Londres a été qualifiée d’ « épicentre des élites » et de « ghetto riche », car la mobilité sociale dans la capitale britannique s’effondre.

 

« Londres est essentiellement interdite aux personnes ambitieuses issues de milieux pauvres qui grandissent en dehors de la capitale », a déclaré Sir Peter Lampl, fondateur et président du Sutton Trust, qui a publié mercredi une étude montrant que les personnes qui s’installent à Londres, et qui viennent d’autres régions du Royaume-Uni, ont moins de chances de s’épanouir.
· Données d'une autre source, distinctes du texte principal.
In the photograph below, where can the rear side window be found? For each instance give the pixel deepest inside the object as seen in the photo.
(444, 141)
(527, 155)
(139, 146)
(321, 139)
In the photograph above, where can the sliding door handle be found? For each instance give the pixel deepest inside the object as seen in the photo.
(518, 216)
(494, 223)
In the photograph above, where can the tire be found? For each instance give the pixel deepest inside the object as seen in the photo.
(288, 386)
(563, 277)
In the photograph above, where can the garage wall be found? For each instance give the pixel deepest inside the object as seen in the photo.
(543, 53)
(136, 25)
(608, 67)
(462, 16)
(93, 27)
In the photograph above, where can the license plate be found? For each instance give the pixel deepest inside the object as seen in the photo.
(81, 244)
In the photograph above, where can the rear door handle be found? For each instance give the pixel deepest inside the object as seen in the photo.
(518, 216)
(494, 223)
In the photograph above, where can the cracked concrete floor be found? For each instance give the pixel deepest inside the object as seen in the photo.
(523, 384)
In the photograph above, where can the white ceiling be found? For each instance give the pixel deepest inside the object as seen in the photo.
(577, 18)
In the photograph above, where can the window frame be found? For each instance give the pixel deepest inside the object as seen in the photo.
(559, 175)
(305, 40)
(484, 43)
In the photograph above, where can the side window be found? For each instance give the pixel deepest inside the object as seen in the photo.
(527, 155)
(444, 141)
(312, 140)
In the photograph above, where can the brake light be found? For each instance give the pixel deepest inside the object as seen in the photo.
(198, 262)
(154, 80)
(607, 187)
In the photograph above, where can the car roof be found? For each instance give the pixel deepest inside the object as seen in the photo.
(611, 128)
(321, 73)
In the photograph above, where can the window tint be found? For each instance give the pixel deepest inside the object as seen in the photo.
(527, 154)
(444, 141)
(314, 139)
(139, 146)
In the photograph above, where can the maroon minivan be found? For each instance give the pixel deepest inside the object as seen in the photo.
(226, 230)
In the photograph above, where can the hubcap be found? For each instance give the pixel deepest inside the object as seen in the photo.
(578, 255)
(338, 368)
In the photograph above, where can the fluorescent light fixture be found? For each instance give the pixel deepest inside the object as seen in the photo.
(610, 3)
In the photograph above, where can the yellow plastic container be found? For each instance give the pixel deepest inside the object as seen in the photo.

Un rapport du Sutton Trust montre que, parmi les personnes nées entre 1975 et 1981, seulement 1 sur 8 a « fait l’expérience d’une mobilité à long terme ». Ce ratio n’a cessé de se dégrader depuis les années 1950, selon les données analysées par la London School of Economics (LSE).

Le Sutton Trust définit la « mobilité » comme « le fait de passer d’un milieu ouvrier à un poste professionnel ou de direction plus élevé ». Statistiquement, les personnes qui aspirent à la mobilité feraient mieux de rester là où elles ont grandi, plutôt que de déménager dans la capitale du Royaume-Uni, comme le montrent les recherches.

Londres est souvent considérée comme la capitale de la richesse, non seulement au Royaume-Uni, mais aussi dans le monde. L’année dernière, elle a été désignée par le cabinet de conseil immobilier mondial Knight Frank comme le premier centre de richesse du monde. Un mois plus tard, l’Autorité bancaire européenne a constaté que le Royaume-Uni hébergeait les banquiers et les gestionnaires de fonds les mieux payés d’Europe, dont la plupart résident à Londres.

Un autre rapport publié au début du mois indiquait que Londres était la septième ville la plus chère du monde et la plus chère d’Europe.

Tout cela signifie que les personnes qui s’installent à Londres, en provenance d’autres régions du pays, ont du mal à avancer dans leur carrière. Les prix plus élevés des logements, le coût de la vie et la concurrence plus rude sur le marché du travail par rapport au reste du Royaume-Uni ont rendu la mobilité particulièrement difficile pour les millenials âgés de 30 à 36 ans.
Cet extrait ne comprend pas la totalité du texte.